Even though Tribeca Therapy treats both adults and couples, we’ve come to really appreciate the challenges related to parenting when disagreements occur through working with kids and families in particular. When children are in therapy with us, their parents are also in therapy, and while that can take many forms, including family therapy, parents in therapy or kids primarily in therapy, it’s essential that working with parents is central, given how critical they are to their kid’s development.
In therapy, kids talk to their parents and us all the time in ways that give us data. Kids know when their parents disagree–they can feel it. They can also take advantage of these disagreements by splitting their parents.
Kids Need To See Their Parents As In Charge
It’s essential that kids see their parents as sailing the ship and doing so in a way that is confident and makes kids think their parents are on it. Parents are the leaders of the family and need to be seen by kids as in charge. If kids sense that there is no one at the wheel, so to speak, in the form of absent parents or that there is a disagreement or conflict around parenting, it is unconsciously frightening for them. It can make children feel insecure.
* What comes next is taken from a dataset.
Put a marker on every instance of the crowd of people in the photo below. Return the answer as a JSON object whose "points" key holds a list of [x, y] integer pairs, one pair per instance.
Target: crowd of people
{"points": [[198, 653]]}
Parents need communicate that they are in charge even if, behind the scenes, there is uncertainty. It’s okay for parents not to know what to do, and it’s also okay if there is conflict among them. But, parents can’t make that fully apparent to children. Parents not being on the same page can cause a lot of anxiety for kids, which can come out in various ways, including separation anxiety, acting out behaviors, and pushing back behaviors, in which a kid will really push boundaries and look for opportunities to capitalize on their parents’ disagreements.
Leading Can Also Mean Following One Partner’s Leadership, Even When You Disagree
So many parents we work with in our NYC therapy practice are smart and have read countless parenting books. In short, they’re used to leading. However, leadership can also look like learning to recognize when one partner is leading and having the humility to follow that leadership, even if you disagree. With the parents we see who are accustomed to leading, sometimes it can feel out of character to say, perhaps, “Ok, I’ll let you manage the Halloween candy situation.”
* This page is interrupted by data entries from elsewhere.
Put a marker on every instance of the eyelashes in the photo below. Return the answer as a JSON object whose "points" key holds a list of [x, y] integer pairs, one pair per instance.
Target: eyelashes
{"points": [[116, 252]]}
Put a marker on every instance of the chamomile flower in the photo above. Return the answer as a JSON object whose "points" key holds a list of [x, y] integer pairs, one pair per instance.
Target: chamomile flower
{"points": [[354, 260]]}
However, being in agreement and inspiring confidence is, in most instances, more critical than any related disagreements about parenting. For example, a kid asks to stay up late and Parent A says, “Yes.” Parent B doesn’t agree. Maybe Parent B can relent, or step away from the child and talk it through with their partner. But, what he or she can’t do is say, “Well, Parent A was wrong…”
What Can Parents Do To Try To Get On The Same Page?: Practice Radical Curiosity
A big way parents can combat these disagreements about parenting is through radical curiosity. Radical curiosity means being deeply curious about not just a partner’s position on a given issue, but also being curious about the values that underlie it, why it’s important and what the history of that issue is.
This isn’t always easy. Parents can see themselves as having been curious and already listened to their partner’s point of view. In a therapy session, though, we might say, “Indulge me.” Part of what we’re getting at is not listening to make a counterpoint or listening as an opposing litigator, but listening to learn more about what is behind that point of view, regardless of whether you agree. In a sense, it’s helpful for parents to step back and essentially say, “I think your opinion is wrong, but let me understand your values, what your strategy is and how it came to be.” In doing this, there is room for empathy and an opportunity for a hardened stance to soften.